The current PR has blocking issues and shouldn’t be merged:

  • Root cause not fixed: The handshake exposes a 32-bit connection ID while Process stores a 64-bit one. On MySQL, ProcessRegistry matches the full 64-bit ID and MySQLKillProcessExecutor relies on node bits, so the client’s 32-bit ID never matches and may be treated as
    “remote,” causing cancel/KILL to fail. On PostgreSQL, BackendKeyData only carries a 32-bit processId, but Process stores only a 64-bit connectionId and never sets postgresqlProcessId; CancelRequest looks up by 32-bit, so in a cluster it can’t find the target.
  • Cluster forwarding gap: KillProcessHandler parses IDs with Integer.parseInt; 64-bit IDs with node bits are dropped and never forwarded to the right node.
  • Persistence gap: YamlProcess/swapper only store mysqlThreadId/postgresqlProcessId and omit the 64-bit connection ID and secretKey, so cross-node cancel/kill lacks critical data.
  • Change surface too large: 71 files touched, with many unrelated format/alignment tweaks (e.g., Firebird/OpenGauss frontend), which inflates the diff and review cost.

Suggested direction: (1) Align the handshake identifier with what Process stores—either make the handshake ID reconstruct node bits or map the 32-bit handshake ID back to the 64-bit stored value. (2) PostgreSQL should store both 32-bit postgresqlProcessId and 64-bit
postgresqlConnectionId; Cancel should match on 32-bit, and both the 64-bit ID and secretKey should be persisted. (3) KillProcessHandler must accept and forward 64-bit connection IDs. (4) Extend YamlProcess/swapper to include 64-bit connection IDs and secretKey. (5) Trim
this PR to only the necessary changes, remove unrelated formatting tweaks, and add tests covering handshake → process bind → cancel/KILL for local and cross-node paths (32/64-bit, secretKey mismatch).
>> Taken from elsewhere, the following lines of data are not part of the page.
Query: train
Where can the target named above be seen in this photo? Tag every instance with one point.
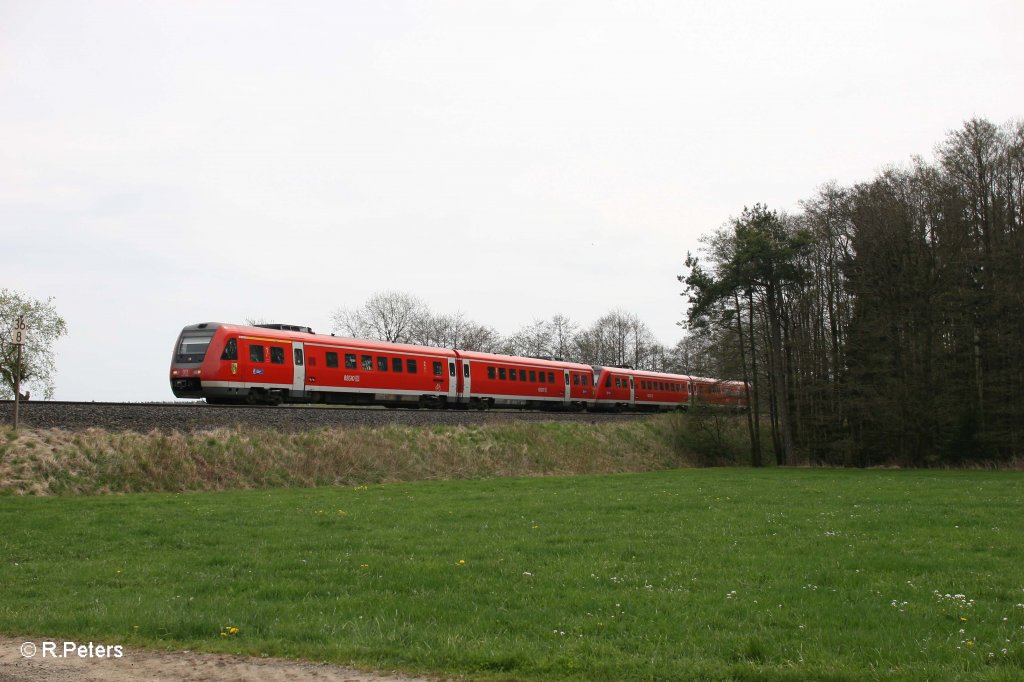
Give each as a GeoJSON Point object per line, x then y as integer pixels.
{"type": "Point", "coordinates": [276, 364]}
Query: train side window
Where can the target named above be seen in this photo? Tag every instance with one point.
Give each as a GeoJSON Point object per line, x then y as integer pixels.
{"type": "Point", "coordinates": [230, 350]}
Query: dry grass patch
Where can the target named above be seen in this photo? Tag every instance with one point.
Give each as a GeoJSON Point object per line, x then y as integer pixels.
{"type": "Point", "coordinates": [96, 461]}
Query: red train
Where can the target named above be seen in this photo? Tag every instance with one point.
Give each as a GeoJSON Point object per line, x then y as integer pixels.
{"type": "Point", "coordinates": [273, 364]}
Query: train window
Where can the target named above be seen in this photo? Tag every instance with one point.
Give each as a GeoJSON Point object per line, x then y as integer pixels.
{"type": "Point", "coordinates": [230, 350]}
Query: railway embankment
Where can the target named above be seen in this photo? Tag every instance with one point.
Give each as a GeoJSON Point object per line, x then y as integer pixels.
{"type": "Point", "coordinates": [145, 417]}
{"type": "Point", "coordinates": [97, 461]}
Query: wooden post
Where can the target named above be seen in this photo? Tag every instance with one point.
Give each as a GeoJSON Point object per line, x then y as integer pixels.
{"type": "Point", "coordinates": [17, 383]}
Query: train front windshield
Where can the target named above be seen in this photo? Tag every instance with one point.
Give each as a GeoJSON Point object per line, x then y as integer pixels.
{"type": "Point", "coordinates": [192, 348]}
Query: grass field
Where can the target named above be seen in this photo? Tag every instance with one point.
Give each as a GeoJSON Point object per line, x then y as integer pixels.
{"type": "Point", "coordinates": [710, 573]}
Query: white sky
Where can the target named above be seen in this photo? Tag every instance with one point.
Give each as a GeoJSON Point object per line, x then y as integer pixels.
{"type": "Point", "coordinates": [168, 163]}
In its current form, the PR should not be merged.

@MilanTyagi2004
Copy link
Author

The current PR has blocking issues and shouldn’t be merged:

  • Root cause not fixed: The handshake exposes a 32-bit connection ID while Process stores a 64-bit one. On MySQL, ProcessRegistry matches the full 64-bit ID and MySQLKillProcessExecutor relies on node bits, so the client’s 32-bit ID never matches and may be treated as
    “remote,” causing cancel/KILL to fail. On PostgreSQL, BackendKeyData only carries a 32-bit processId, but Process stores only a 64-bit connectionId and never sets postgresqlProcessId; CancelRequest looks up by 32-bit, so in a cluster it can’t find the target.
  • Cluster forwarding gap: KillProcessHandler parses IDs with Integer.parseInt; 64-bit IDs with node bits are dropped and never forwarded to the right node.
  • Persistence gap: YamlProcess/swapper only store mysqlThreadId/postgresqlProcessId and omit the 64-bit connection ID and secretKey, so cross-node cancel/kill lacks critical data.
  • Change surface too large: 71 files touched, with many unrelated format/alignment tweaks (e.g., Firebird/OpenGauss frontend), which inflates the diff and review cost.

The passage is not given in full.